Al fondo de un pasillo, en un recodo medio escondido del centro comercial San Ignacio, en una entreplanta, hay un videoclub de lo más peculiar. Vamos caminando y cuando lo vemos nos damos un codazo, como si hubiéramos descubierto un tesoro.
–Anda, mira –nos decimos–, un videoclub.
Entramos y nos ponemos a ojear. El material es de lo más surtidito: DVD, Blu-Ray, películas de estreno, series completas por temporadas, filmes clásicos, por géneros, etc. La disposición de los anaqueles es impecable y el orden, exquisito. Pero lo mejor son los precios: un DVD te lo llevas por un euro y el último estreno de Hollywood en Blu-Ray lo compras por cinco euros. Qué chollo, pensamos. Las carátulas vienen plastificadas, pero cuando las miras con un poco de detenimiento ves que el papel del cartel está mal recortado y que no cubre todo el espacio que debiera. Sólo entonces te das cuenta de que estás en un videoclub pirata, como un top-manta pero en tienda.
–Oye –le preguntamos al dependiente–, estas películas ¿son originales?
–Claro, papá, aquí todo lo que vendemos es original, tenemos estrenos y series, lo que quieras.
–No, me refiero a que si son copias o son películas originales.
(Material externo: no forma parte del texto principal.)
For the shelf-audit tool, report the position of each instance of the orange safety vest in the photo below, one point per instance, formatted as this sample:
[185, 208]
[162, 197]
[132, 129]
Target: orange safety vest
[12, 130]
–Ah, no, helmano, nosotros somos serios, trabajamos con material de primera. Si yo vendiese copias en mal estado, de esas que se graban en los cines, se me acabaría el business.
–¿Pero esto… es legal? –le preguntamos ingenuamente.
–Claro, papá, aquí en Venezuela esto es legal, porque yo no las exhibo en público, es sólo que las vendo y ya está.
–Ah.
–El gobierno te da chance de hacer esto. Yo antes tenía un Blockbuster pero quebró, la gente no alquilaba. Internet nos hizo mucho daño. Ahora lo hago así: hago copias de calidad y la cosa va mejor –hace una pausa y nos señala una balda–. Miren, tengo Hermano, Habana Eva, Celda 211, Comer, rezar, amar. Lo que quieran, son estrenos.
–Gracias –le decimos–, vamos a echar un vistazo.
Nos ponemos a ello y, cuando miramos de arriba abajo, nos quedamos impresionados. No estamos convencidos de la calidad, aunque el dependiente nos asegura que cada copia pesa cuatro gigas. Al final nos llevamos una para probar. Cuando estamos pagando, nos dice:
–Ustedes son artistas ¿verdad? –sonríe mostrando una mueca de complicidad–. Ya lo decía yo, según hablaba con ustedes: los señores por lo menos son artistas.
–Bueno, estamos en ello –le digo yo–.
–¿Qué son: cineastas, fotógrafos, pintores?
–No, yo periodista y ella química.
–Ah –exclama con cierta complacencia–, no andaba yo muy equivocado.